Considering the purely entertaining reads that are Quentin Tarantino’s first pair of books—his expansion of Once Upon a Time… in Hollywood and the recently released Cinema Speculation—it’s certainly fine by us for the director to take his time on announcing any plans for his 10th and final film. However, novel-writing isn’t the only thing keeping the filmmaker busy.

While at the last stop on his book tour for Cinema Speculation, at New York City’s Times Square venue The Town Hall, Tarantino revealed he has written an eight-part limited series he plans to shoot next year. While he was tight-lipped about sharing any more details (even cheekily shouting a “f*ck y’all” to a lively audience cheering for more information), he defiantly confirmed this new project would not count as his final film.
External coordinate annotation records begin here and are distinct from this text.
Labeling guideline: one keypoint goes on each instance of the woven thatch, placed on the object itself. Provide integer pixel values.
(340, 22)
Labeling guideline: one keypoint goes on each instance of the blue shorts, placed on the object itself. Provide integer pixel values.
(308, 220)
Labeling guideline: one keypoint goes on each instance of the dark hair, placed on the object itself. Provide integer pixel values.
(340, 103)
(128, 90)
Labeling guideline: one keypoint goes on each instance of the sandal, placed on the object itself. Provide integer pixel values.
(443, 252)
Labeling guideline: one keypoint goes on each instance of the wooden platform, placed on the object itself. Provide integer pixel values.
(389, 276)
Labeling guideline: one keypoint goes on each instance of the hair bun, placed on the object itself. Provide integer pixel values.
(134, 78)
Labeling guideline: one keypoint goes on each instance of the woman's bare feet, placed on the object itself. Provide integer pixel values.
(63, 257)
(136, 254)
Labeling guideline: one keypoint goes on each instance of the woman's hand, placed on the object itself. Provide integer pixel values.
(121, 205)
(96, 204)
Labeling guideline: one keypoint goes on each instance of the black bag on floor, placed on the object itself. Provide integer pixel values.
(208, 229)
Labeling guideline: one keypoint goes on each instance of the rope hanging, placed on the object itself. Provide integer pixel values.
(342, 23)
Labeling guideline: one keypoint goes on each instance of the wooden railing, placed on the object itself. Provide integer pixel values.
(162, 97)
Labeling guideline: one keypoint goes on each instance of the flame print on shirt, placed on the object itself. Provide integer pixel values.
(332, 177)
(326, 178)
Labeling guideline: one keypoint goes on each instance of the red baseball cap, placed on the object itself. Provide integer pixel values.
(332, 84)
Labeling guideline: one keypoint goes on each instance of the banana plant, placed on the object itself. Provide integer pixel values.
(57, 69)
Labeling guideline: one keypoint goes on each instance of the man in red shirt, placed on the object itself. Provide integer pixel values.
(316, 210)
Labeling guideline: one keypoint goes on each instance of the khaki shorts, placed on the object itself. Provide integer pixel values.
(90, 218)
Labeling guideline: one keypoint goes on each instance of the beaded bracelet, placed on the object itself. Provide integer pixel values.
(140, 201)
Along with mentioning that he wrote a play prior to the making of his 2019 film that he hopes to get off the ground, the wide-ranging conversation with moderator Elvis Mitchell touched on Brian De Palma, Taxi Driver, Jackie Brown, and Pauline Kael. Tarantino regaled the audience with the story of the only time he spoke with Kael—after growing up vehemently disagreeing but respecting her reviews, until they clicked on Carrie, “one of the best reviews ever written”—when Mitchell connected the two over the phone just months prior to her death in 2001.
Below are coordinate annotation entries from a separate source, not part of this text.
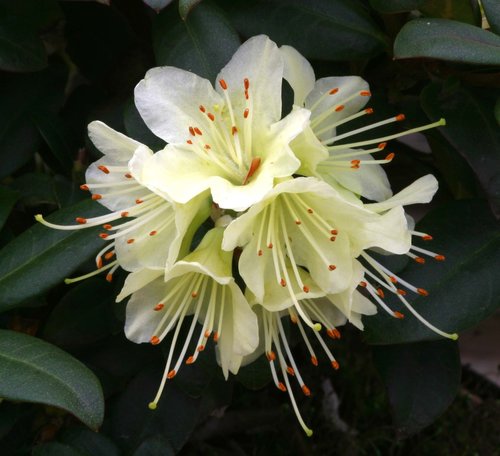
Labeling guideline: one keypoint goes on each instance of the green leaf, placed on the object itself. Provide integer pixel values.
(35, 371)
(492, 12)
(21, 49)
(203, 43)
(185, 7)
(83, 316)
(458, 10)
(88, 442)
(319, 29)
(447, 40)
(42, 257)
(8, 198)
(395, 6)
(421, 379)
(58, 139)
(471, 129)
(463, 290)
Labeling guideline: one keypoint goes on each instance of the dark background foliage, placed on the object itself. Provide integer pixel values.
(66, 369)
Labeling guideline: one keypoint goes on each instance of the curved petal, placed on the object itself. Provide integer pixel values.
(325, 107)
(299, 73)
(260, 61)
(169, 101)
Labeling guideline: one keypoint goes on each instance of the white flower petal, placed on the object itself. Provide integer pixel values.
(169, 100)
(299, 73)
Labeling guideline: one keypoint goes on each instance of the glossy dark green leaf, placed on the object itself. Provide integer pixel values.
(56, 449)
(492, 11)
(463, 290)
(83, 316)
(457, 10)
(20, 96)
(88, 442)
(57, 137)
(8, 198)
(35, 371)
(447, 40)
(157, 5)
(203, 43)
(395, 6)
(21, 49)
(42, 257)
(185, 7)
(471, 129)
(422, 380)
(319, 29)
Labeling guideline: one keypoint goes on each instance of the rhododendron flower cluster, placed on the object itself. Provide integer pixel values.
(295, 208)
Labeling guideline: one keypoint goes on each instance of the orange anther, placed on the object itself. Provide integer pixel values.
(109, 255)
(155, 340)
(171, 374)
(422, 292)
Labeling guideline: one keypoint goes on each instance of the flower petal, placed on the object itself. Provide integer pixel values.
(169, 100)
(260, 61)
(299, 73)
When poised with the question of what the future of cinema entails, Tarantino predicted a major turning point will only become clearer in the next three or four years. While he held hope for the future of boutique cinemas, he questioned if making a film for Netflix really constitutes being a movie (resulting in a laugh from Mitchell, who just debuted his first film on the platform) and bemoaned the 30-day theatrical window before a film simply gets dumped on “television.”
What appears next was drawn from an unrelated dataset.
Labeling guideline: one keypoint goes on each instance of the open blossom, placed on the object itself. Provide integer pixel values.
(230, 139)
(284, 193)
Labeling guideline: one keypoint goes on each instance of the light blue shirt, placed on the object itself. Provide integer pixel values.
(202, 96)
As seemingly customary these days, he was also asked about his thoughts on Marvel. His love for the comics is well-documented, even contemplating directing a Luke Cage movie starring Laurence Fishburne decades ago. Nowadays, while he would never dream of joining the Marvel machine, the only interesting property for him would be Sgt. Fury and His Howling Commandos, though he agreed with Mitchell that he already made his version with Inglourious Basterds. With much pride, he also exclaimed how far ahead of the curve he was in terms of an interconnected universe, noting The Vega Brothers and more.

As for other potential revenue sources during his future retirement, there’s one not to count on. He vehemently rejected the idea of ever doing a script polish for another project. Recounting the story of being heavily pushed to do a pass on Samuel L. Jackson’s Shaft remake, he proudly claimed his writing is his “well water” and he wouldn’t be giving that away.

As we await details on his forthcoming series, we at least expect it to contain more of his voice than prior television work on the likes of E.R. and CSI: Crime Scene Investigation. In the meantime, Cinema Speculation is now out and well worth a read, but a fair warning: you’ll also want to carve out time to revisit every film mentioned in the book.